Typhoon Intensity Prediction with Vision Transformer
Abstract
Predicting typhoon intensity accurately across space and time is crucial for issuing timely disaster warnings and facilitating emergency response. This has vast potential for minimizing life losses and property damages as well as reducing economic and environmental impacts. Leveraging satellite imagery for scenario analysis is effective but also introduces additional challenges due to the complex relations among clouds and the highly dynamic context. Existing deep learning methods in this domain rely on convolutional neural networks (CNNs), which suffer from limited per-layer receptive fields. This limitation hinders their ability to capture long-range dependencies and global contextual knowledge during inference. In response, we introduce a novel approach, namely “Typhoon Intensity Transformer” (Tint), which leverages self-attention mechanisms with global receptive fields per layer. Tint adopts a sequence-to-sequence feature representation learning perspective. It begins by cutting a given satellite image into a sequence of patches and recursively employs self-attention operations to extract both local and global contextual relations between all patch pairs simultaneously, thereby enhancing per-patch feature representation learning.
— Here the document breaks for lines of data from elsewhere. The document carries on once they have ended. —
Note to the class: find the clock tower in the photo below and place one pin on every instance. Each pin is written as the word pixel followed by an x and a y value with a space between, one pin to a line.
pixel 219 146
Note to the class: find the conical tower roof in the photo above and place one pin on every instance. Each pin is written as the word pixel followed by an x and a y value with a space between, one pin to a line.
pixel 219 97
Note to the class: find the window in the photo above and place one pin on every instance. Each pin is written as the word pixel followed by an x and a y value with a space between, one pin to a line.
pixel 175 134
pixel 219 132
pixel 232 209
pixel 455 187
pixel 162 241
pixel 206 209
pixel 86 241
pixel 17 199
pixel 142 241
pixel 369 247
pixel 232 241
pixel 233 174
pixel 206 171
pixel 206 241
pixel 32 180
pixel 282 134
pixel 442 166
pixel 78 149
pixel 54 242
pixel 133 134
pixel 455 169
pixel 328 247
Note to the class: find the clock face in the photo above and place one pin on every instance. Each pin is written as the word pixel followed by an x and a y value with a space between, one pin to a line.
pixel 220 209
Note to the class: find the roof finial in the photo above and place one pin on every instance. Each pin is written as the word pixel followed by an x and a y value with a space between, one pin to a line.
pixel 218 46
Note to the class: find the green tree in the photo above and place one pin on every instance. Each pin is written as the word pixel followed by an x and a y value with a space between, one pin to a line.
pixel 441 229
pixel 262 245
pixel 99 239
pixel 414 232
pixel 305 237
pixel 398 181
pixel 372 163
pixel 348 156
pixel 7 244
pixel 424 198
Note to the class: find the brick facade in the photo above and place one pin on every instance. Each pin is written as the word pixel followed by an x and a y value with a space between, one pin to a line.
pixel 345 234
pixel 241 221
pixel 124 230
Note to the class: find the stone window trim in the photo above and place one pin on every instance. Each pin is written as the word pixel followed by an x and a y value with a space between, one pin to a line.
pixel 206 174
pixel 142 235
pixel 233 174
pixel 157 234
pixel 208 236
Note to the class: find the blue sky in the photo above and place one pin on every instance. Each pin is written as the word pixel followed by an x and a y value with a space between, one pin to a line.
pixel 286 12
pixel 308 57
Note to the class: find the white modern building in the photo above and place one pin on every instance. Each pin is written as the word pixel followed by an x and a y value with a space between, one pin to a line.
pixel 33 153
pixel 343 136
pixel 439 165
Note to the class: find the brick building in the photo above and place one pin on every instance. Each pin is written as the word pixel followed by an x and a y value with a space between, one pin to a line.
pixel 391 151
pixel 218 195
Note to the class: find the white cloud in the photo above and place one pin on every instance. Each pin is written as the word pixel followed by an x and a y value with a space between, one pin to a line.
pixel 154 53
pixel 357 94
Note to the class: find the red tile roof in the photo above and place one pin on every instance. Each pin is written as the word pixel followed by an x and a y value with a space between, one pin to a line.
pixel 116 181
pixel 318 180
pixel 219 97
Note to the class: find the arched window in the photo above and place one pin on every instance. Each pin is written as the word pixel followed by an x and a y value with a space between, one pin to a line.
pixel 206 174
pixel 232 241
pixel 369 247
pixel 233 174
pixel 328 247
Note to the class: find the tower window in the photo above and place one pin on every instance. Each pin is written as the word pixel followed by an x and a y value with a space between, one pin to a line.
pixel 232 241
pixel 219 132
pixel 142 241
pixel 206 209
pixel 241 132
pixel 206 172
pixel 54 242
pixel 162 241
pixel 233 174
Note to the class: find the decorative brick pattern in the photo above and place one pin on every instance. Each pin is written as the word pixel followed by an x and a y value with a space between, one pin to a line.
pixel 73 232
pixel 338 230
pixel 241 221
Extensive experiments on a publicly available typhoon benchmark validate the efficacy of Tint in comparison with both state-of-the-art deep learning and conventional meteorological methods. Our code is available at https://github.com/chen-huanxin/Tint.
1 Introduction
In recent decades, global warming has led to both the intensification and expansion of typhoons [1]. Typhoons are severe or even extreme weather systems that originate from warm tropical oceans and gradually build up their own power when approaching nearby lands. Upon making landfall, they pose significant threats to lives and properties in their vicinity [2, 3]. Different typhoon intensities correspond to varying levels of economic losses and environmental devastation [4]. The intensity of a typhoon is closely associated with the maximum sustained surface wind speed near its center, making it a key factor in disaster management.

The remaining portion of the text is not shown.